Thursday, January 13, 2011

Another Hundred People

In light of the heart-rending events that occurred last Saturday, I have been reluctant to prattle on here about the places I go, the people I see and the things I do in my new city. 

Today, though, I started thinking that the many experiences we have on a day-to-day basis are life affirming, and give our lives a richer texture, and that is always worth celebrating. So with no disrespect intended to the families in Tucson who are hurting so deeply, I’ll get back to filling space in “Late to the Haight.”

Did you see Stephen Sondheim’s “Company?” In the course of my explorations, I often find myself humming “Another Hundred People” from that show, especially when I am  getting off of the bus or off of the train. This “city of strangers” fascinates me. Read on!

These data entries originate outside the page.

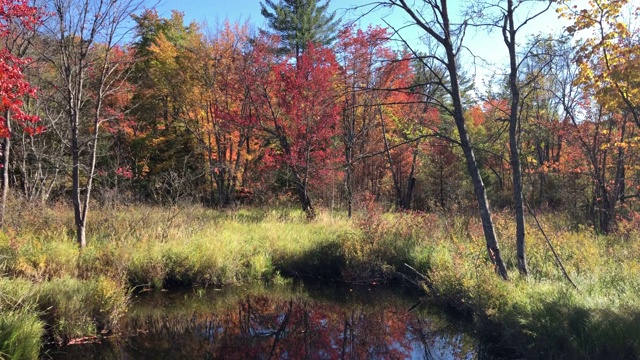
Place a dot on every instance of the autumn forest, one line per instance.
(128, 129)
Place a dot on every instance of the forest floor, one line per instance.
(50, 287)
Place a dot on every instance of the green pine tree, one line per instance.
(300, 22)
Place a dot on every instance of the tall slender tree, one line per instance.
(435, 20)
(85, 34)
(299, 23)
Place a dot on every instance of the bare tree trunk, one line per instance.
(439, 28)
(509, 35)
(5, 170)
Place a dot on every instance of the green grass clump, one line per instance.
(79, 293)
(21, 329)
(20, 334)
(74, 308)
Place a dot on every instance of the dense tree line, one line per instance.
(322, 113)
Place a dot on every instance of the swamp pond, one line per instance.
(281, 322)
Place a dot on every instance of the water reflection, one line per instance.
(292, 323)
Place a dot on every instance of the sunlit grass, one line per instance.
(132, 247)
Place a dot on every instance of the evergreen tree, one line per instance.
(300, 22)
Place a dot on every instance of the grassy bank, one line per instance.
(70, 294)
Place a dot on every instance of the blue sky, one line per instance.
(488, 46)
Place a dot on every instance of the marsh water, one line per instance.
(280, 322)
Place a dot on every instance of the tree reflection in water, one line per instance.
(291, 324)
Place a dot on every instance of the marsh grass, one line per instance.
(80, 293)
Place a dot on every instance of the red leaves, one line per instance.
(13, 85)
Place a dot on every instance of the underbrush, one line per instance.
(70, 293)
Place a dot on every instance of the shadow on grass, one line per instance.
(323, 261)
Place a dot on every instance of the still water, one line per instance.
(283, 322)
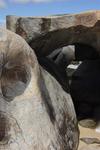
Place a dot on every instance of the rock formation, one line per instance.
(85, 89)
(45, 34)
(35, 113)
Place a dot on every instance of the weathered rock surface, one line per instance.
(46, 34)
(35, 113)
(84, 89)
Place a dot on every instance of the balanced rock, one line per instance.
(35, 112)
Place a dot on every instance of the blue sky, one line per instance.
(45, 7)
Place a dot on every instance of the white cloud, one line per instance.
(2, 3)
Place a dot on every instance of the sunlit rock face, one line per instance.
(45, 34)
(35, 112)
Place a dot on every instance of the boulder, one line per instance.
(35, 112)
(84, 89)
(45, 34)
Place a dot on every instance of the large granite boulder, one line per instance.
(45, 34)
(35, 113)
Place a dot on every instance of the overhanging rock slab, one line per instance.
(44, 34)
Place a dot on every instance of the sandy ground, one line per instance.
(90, 133)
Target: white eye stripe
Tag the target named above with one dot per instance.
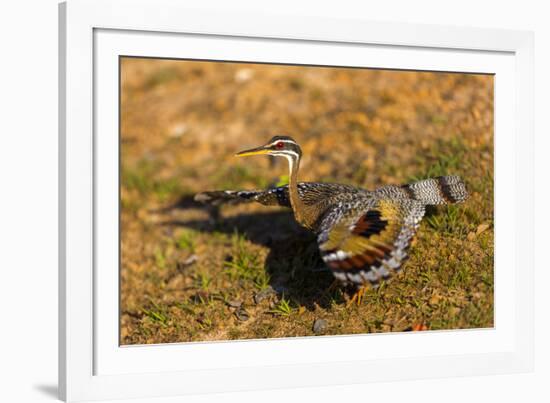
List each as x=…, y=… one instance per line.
x=286, y=153
x=282, y=141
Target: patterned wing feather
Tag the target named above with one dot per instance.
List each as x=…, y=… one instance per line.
x=366, y=245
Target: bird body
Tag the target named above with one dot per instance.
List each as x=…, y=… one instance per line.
x=363, y=235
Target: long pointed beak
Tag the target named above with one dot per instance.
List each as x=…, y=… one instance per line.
x=253, y=151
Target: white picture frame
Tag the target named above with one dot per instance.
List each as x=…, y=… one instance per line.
x=93, y=34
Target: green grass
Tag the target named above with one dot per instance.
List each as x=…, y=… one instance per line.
x=187, y=241
x=282, y=308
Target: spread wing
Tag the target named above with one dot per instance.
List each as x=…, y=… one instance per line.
x=365, y=241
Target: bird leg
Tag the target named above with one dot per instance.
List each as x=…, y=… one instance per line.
x=357, y=297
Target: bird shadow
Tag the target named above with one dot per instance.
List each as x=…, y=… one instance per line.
x=294, y=266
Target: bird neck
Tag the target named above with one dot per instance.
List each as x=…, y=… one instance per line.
x=298, y=207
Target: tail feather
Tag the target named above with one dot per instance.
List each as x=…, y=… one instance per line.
x=440, y=190
x=217, y=197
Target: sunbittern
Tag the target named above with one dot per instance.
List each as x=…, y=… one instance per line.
x=363, y=235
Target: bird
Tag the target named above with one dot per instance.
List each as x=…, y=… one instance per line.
x=363, y=235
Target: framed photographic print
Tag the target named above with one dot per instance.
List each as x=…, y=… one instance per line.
x=378, y=228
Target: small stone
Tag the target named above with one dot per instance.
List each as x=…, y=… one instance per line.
x=242, y=314
x=320, y=326
x=264, y=294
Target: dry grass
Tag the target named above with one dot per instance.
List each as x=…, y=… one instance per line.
x=195, y=274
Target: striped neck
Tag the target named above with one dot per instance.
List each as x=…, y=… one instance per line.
x=298, y=206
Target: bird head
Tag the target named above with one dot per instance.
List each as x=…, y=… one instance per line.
x=280, y=146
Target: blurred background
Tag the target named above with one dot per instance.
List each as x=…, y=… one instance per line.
x=191, y=273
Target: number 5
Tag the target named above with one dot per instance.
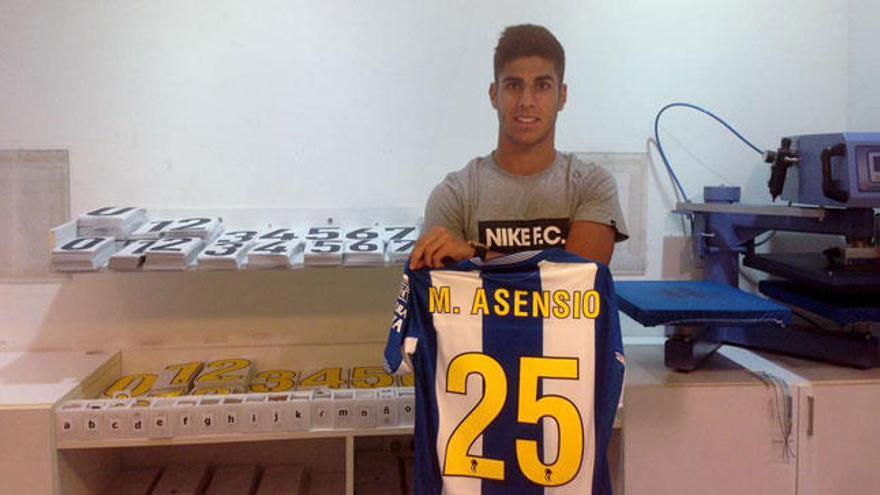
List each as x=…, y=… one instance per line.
x=560, y=409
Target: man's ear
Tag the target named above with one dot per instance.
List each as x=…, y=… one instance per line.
x=563, y=96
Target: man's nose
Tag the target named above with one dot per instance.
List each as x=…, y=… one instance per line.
x=527, y=97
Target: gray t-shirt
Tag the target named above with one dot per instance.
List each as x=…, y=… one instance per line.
x=483, y=202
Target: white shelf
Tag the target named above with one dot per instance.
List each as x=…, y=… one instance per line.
x=229, y=438
x=44, y=378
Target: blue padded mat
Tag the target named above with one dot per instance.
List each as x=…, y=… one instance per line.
x=689, y=302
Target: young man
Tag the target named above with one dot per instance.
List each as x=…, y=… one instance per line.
x=525, y=195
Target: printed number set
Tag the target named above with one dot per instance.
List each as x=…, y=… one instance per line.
x=125, y=239
x=226, y=396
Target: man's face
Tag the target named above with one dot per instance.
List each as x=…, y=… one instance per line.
x=527, y=96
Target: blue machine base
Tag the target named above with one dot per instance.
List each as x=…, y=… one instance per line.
x=685, y=302
x=715, y=314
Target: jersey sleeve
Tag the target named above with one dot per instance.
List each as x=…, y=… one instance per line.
x=406, y=327
x=598, y=201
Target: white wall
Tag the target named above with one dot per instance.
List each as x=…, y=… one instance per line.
x=210, y=104
x=863, y=97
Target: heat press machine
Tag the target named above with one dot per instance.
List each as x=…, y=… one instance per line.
x=832, y=185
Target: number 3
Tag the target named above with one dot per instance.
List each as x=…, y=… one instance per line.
x=532, y=409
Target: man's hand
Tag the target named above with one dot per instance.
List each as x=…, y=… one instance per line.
x=436, y=246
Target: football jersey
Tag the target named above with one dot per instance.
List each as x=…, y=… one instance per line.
x=518, y=365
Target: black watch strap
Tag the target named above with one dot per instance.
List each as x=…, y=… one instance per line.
x=480, y=250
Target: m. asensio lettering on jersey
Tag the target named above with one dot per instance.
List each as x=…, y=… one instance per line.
x=558, y=304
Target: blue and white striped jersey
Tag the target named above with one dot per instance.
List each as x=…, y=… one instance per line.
x=519, y=367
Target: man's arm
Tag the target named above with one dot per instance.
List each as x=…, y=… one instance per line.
x=438, y=245
x=591, y=240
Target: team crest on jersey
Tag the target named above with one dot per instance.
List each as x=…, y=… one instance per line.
x=401, y=304
x=522, y=235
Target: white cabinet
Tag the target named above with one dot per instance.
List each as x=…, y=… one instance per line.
x=304, y=319
x=839, y=428
x=713, y=430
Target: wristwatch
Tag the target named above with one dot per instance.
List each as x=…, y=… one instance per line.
x=480, y=250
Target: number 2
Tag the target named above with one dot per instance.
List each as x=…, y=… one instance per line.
x=532, y=409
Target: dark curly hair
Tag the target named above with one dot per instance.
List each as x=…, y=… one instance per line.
x=527, y=40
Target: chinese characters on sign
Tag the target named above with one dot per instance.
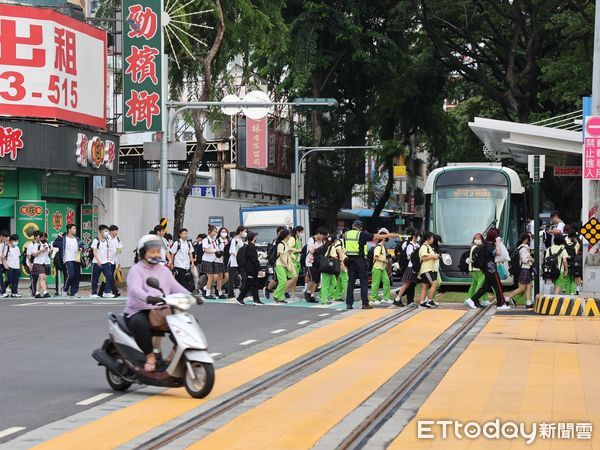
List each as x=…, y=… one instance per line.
x=142, y=76
x=256, y=143
x=591, y=149
x=45, y=61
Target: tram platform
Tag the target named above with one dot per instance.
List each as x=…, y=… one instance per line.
x=567, y=305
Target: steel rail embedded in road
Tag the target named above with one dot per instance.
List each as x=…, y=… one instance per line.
x=373, y=422
x=280, y=375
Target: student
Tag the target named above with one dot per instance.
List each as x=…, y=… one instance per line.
x=13, y=262
x=379, y=272
x=284, y=269
x=409, y=278
x=561, y=283
x=333, y=249
x=525, y=278
x=251, y=272
x=428, y=274
x=41, y=266
x=490, y=247
x=477, y=276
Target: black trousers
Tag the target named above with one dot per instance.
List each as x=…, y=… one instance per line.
x=249, y=286
x=492, y=282
x=358, y=269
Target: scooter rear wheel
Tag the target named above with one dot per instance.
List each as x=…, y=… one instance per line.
x=200, y=385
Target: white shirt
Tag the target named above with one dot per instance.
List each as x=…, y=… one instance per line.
x=182, y=251
x=71, y=248
x=312, y=244
x=209, y=243
x=101, y=247
x=236, y=243
x=14, y=257
x=114, y=250
x=44, y=257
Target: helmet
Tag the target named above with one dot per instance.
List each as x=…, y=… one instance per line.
x=147, y=242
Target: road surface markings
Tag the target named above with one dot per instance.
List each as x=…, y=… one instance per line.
x=9, y=431
x=325, y=404
x=122, y=426
x=94, y=399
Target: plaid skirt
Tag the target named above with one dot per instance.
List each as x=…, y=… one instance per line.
x=211, y=268
x=409, y=276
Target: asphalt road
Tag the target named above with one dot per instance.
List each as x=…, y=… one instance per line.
x=45, y=349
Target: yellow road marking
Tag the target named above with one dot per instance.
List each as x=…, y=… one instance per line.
x=299, y=416
x=544, y=378
x=124, y=425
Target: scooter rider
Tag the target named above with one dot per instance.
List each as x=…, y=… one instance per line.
x=137, y=308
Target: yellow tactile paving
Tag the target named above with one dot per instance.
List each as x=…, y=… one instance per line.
x=520, y=369
x=122, y=426
x=300, y=415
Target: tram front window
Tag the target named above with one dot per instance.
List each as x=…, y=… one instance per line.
x=460, y=212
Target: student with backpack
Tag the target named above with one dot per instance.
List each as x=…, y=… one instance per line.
x=556, y=265
x=484, y=259
x=379, y=273
x=524, y=274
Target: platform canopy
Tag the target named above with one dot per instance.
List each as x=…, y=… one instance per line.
x=557, y=138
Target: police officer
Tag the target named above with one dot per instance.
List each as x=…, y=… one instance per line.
x=355, y=242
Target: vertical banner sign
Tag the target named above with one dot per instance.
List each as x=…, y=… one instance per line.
x=88, y=229
x=591, y=149
x=142, y=65
x=256, y=143
x=30, y=216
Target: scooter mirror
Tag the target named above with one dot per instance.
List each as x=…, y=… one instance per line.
x=153, y=283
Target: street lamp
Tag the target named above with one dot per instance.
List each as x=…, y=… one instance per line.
x=310, y=150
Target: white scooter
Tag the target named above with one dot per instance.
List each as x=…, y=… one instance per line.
x=192, y=365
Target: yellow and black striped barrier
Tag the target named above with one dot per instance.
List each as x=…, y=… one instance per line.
x=567, y=305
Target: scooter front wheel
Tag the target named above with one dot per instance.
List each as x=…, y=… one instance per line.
x=201, y=380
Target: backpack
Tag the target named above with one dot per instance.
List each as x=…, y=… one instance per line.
x=514, y=265
x=241, y=256
x=550, y=268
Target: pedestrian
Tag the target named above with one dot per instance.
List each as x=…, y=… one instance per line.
x=312, y=263
x=525, y=278
x=115, y=248
x=271, y=259
x=332, y=250
x=409, y=277
x=427, y=273
x=100, y=262
x=235, y=272
x=379, y=273
x=284, y=268
x=4, y=247
x=484, y=259
x=477, y=276
x=251, y=271
x=13, y=264
x=355, y=241
x=41, y=266
x=558, y=251
x=183, y=259
x=296, y=245
x=341, y=287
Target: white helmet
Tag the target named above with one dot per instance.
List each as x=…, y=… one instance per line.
x=149, y=241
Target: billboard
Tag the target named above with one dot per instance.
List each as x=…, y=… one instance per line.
x=51, y=66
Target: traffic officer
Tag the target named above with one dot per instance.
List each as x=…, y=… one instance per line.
x=355, y=242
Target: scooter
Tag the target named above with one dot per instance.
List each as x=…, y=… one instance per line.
x=191, y=366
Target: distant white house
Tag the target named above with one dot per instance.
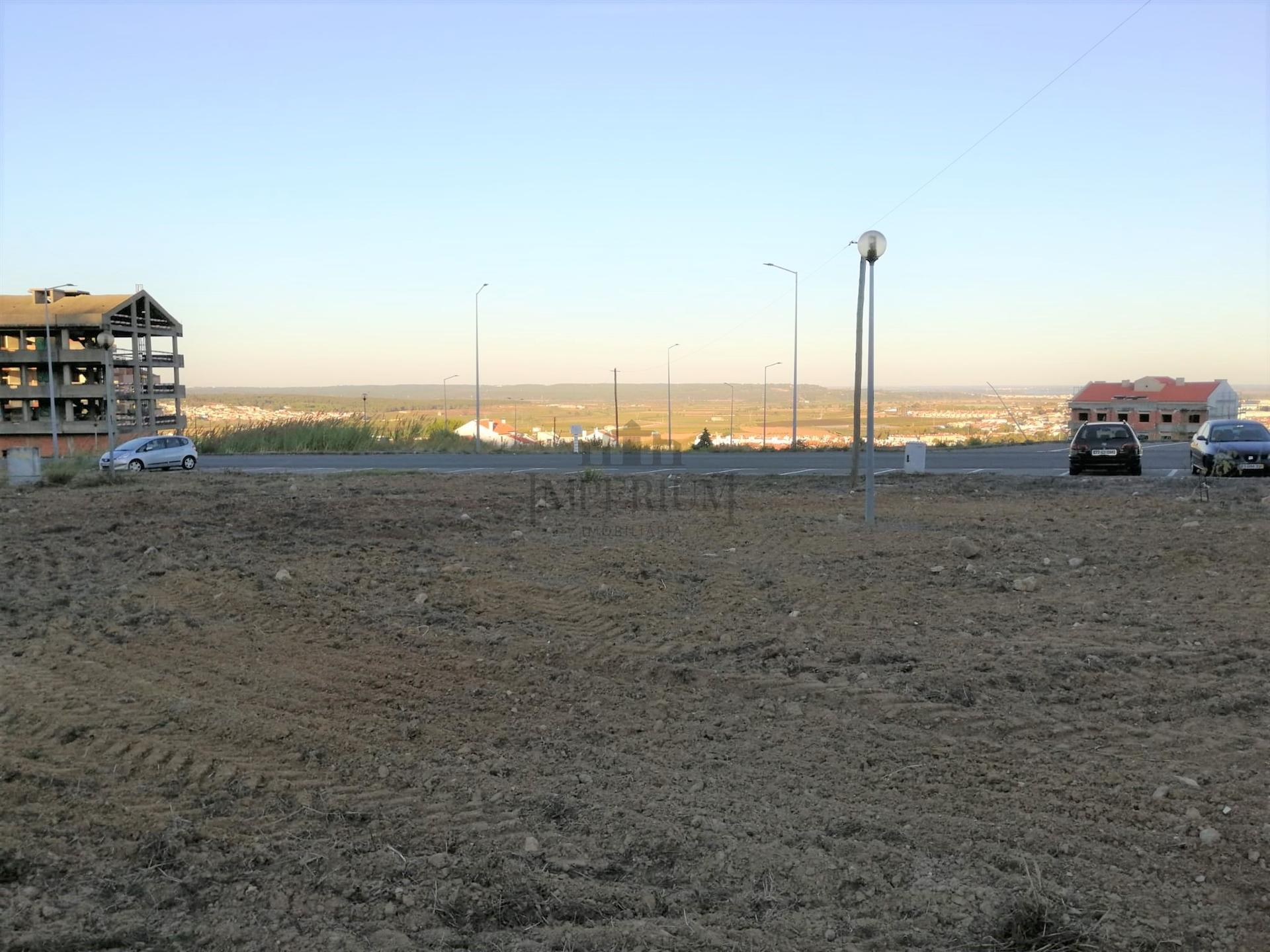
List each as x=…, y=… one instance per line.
x=495, y=433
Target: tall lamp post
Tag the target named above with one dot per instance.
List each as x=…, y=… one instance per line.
x=765, y=401
x=618, y=438
x=444, y=397
x=794, y=426
x=860, y=354
x=106, y=340
x=478, y=362
x=732, y=415
x=872, y=245
x=48, y=354
x=669, y=437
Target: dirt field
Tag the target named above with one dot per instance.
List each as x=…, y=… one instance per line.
x=461, y=720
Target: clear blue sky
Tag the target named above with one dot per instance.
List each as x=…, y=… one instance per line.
x=317, y=190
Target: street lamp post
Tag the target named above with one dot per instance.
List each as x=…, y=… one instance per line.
x=48, y=354
x=478, y=362
x=732, y=416
x=618, y=438
x=765, y=401
x=669, y=434
x=794, y=426
x=106, y=339
x=444, y=397
x=872, y=245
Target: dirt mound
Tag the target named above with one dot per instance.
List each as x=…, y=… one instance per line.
x=235, y=715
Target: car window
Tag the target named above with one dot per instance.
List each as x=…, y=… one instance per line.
x=1105, y=432
x=1236, y=432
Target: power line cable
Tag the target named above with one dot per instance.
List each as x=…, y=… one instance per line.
x=894, y=208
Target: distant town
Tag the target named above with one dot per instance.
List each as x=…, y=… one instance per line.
x=527, y=415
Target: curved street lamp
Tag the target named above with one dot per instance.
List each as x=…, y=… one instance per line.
x=732, y=416
x=794, y=426
x=478, y=362
x=778, y=364
x=669, y=438
x=106, y=340
x=873, y=245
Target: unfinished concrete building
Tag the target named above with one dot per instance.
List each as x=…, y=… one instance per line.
x=148, y=390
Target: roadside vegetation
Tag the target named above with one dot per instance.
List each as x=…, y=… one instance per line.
x=327, y=436
x=412, y=434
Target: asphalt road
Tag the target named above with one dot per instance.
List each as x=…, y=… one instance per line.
x=1160, y=460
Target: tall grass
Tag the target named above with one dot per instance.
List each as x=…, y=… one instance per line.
x=328, y=436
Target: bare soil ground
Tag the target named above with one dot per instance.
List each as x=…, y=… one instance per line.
x=466, y=721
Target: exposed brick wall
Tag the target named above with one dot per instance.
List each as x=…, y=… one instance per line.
x=67, y=444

Last Sunday, riding the bus to Susan’s, something happened that was like a small flash mob, only it was spontaneous. Four people were sitting in the front of the bus: Two older men, a college student and me. The student, a young man, was on his cell phone telling a friend that he might go see “True Grit” or “Country Strong” --  he couldn’t decide.

One of the older men, who had a serious case of bed head, looked at the young man and said, “True Grit.”  The other older man, with white hair and beard, a ruddy complexion  and green tennis shoes, said, “That’s right”  and nodded in agreement. I chimed in too. “Yep – go see ‘True Grit.’”

The younger man looked at each of us in turn and reported to the person he was speaking to on the phone that the decision had been made for him by people on the bus, and then ended his call. Looking our way, he said, “Tell me why.” So we did.

Once that was settled, we started telling each other about ourselves. The young man, a student at Stanford, said he was the product of six generations in Hiroshima but was “mixed,” with some Italian, French, and Spanish ancestry as well. He grew up in Whitehorse, in the Yukon Territory of Canada. I have been to Whitehorse and said so. The man with unruly hair said that he was from Canada but had lived in Japan for several years. The other man revealed that he grew up in a town in rural Northern Ireland.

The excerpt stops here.